Графиня толкнула меня локтем в бок. Я не удивился, что Бланш молчит.
— Не так ли, Жан? — сказала мать.
— Возможно, — ответил я.
— Дай бог, чтобы я успела увидеть свадьбу. Он должен быть богат…
В комнату вошла Шарлотта с подносом в руках, следом — маленькая краснощекая femme de chambre,[17] лет восемнадцати; увидев меня, она покраснела, хихикнула и, сказав: «Bonsoir, monsieur le comte»,[18] поставила поднос с моим обедом на столик. Я тоже пожелал ей доброго вечера.
Бланш поднялась, отложив в сторону вязанье.
— Вы хотите видеть Франсуазу или Рене перед тем, как ляжете спать? — спросила она.
— Нет, — ответила ей мать. — Они обе пили у меня чай. Я буду хорошо спать, раз Жан вернулся, и не желаю, чтобы меня беспокоили, в особенности — ты.
Бланш подошла к матери и, поцеловав, пожелала спокойной ночи. Затем вышла из комнаты, так и не заговорив со мной и ни разу на меня не взглянув. Интересно, что сделал Жан де Ге, чтобы вызвать такую обиду? Я открыл супницу на своем подносе. Запах казался аппетитным, а я был голоден. Маленькая горничная, которую Шарлотта назвала Жермен, вышла следом за Бланш, но Шарлотта осталась и теперь из глубины комнаты наблюдала, как мы едим.
Подстегиваемый любопытством, я отважился задать матери вопрос:
— Что такое с Бланш?
— Ничего особенного, — ответила она. — Во всяком случае, сегодня она меньше действовала мне на нервы, чем обычно. Ты заметил, она не набросилась на меня, когда я сказала, что иметь в семье святую открывает большие возможности?

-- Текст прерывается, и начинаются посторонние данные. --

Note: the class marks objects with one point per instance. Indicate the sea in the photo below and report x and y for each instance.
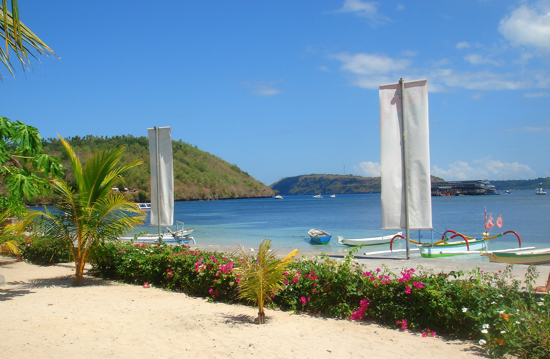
(286, 221)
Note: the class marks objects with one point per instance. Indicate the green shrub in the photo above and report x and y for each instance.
(44, 251)
(490, 308)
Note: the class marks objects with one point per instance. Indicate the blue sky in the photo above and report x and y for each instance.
(284, 88)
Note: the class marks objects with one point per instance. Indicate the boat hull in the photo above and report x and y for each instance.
(532, 257)
(452, 249)
(319, 236)
(367, 241)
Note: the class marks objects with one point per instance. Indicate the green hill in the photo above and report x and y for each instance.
(326, 184)
(198, 175)
(329, 184)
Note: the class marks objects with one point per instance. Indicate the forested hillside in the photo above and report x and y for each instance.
(198, 175)
(329, 184)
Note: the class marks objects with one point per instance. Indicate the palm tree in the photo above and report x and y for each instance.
(7, 245)
(19, 38)
(261, 275)
(89, 214)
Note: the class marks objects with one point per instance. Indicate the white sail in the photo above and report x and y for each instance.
(162, 176)
(417, 152)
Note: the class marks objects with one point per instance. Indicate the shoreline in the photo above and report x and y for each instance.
(45, 316)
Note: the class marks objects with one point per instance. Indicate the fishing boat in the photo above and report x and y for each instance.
(367, 241)
(144, 206)
(537, 256)
(319, 236)
(464, 245)
(179, 235)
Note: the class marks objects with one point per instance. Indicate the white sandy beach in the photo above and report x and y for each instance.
(44, 316)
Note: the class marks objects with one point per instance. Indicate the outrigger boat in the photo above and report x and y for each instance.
(367, 241)
(461, 245)
(180, 235)
(319, 236)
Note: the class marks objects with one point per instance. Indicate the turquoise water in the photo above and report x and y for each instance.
(287, 221)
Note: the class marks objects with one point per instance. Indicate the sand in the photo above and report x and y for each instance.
(44, 316)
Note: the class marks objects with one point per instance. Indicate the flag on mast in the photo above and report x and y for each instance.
(417, 153)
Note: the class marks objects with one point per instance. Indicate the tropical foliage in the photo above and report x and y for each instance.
(19, 38)
(7, 244)
(24, 168)
(198, 175)
(261, 275)
(88, 215)
(501, 314)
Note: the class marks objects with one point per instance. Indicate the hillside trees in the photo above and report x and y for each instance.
(198, 175)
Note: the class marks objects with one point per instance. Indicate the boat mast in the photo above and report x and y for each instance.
(404, 167)
(158, 176)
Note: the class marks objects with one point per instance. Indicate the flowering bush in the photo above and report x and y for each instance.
(500, 314)
(43, 250)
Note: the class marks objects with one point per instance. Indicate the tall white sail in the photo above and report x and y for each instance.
(162, 176)
(417, 156)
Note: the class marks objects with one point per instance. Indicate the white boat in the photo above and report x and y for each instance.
(180, 235)
(162, 191)
(144, 206)
(319, 236)
(367, 241)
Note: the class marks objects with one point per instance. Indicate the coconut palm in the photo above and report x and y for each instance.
(7, 245)
(19, 38)
(89, 214)
(260, 275)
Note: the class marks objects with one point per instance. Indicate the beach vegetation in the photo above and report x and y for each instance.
(19, 40)
(88, 214)
(25, 169)
(498, 313)
(8, 245)
(261, 275)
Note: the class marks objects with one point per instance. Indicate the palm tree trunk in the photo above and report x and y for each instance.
(79, 270)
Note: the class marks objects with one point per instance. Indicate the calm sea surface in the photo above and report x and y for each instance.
(287, 221)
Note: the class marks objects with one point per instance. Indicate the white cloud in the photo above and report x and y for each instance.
(485, 168)
(530, 129)
(482, 80)
(528, 26)
(538, 94)
(409, 53)
(263, 88)
(368, 169)
(366, 9)
(477, 59)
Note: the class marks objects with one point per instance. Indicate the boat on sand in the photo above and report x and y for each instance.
(367, 241)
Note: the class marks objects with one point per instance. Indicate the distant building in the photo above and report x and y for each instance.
(463, 188)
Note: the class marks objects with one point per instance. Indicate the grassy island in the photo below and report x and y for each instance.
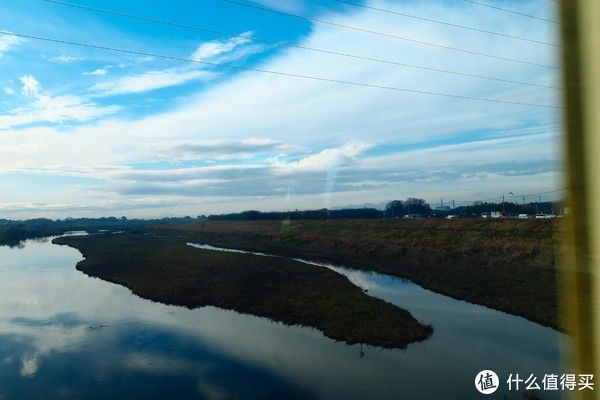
(508, 265)
(167, 270)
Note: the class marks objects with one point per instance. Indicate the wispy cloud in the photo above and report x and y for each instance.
(7, 42)
(51, 109)
(96, 72)
(149, 81)
(65, 59)
(210, 50)
(30, 86)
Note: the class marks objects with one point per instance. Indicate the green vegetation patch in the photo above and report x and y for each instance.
(508, 265)
(168, 271)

— Она, верно, была возмущена, — сказал я.
— Возмущена? Ты хочешь сказать «восхищена»! Сам увидишь, она постарается реализовать эту мысль. Если видения Мари-Ноэль покроют отраженной славой саму Бланш и Сен-Жиль, что может быть лучше? У Бланш появится цель в жизни… Шарлотта, ты здесь? Убери супницу, я больше не хочу. И дай господину Жану вино… Почему ты не рассказываешь мне о Париже, Жан? Ты еще ничего не рассказал.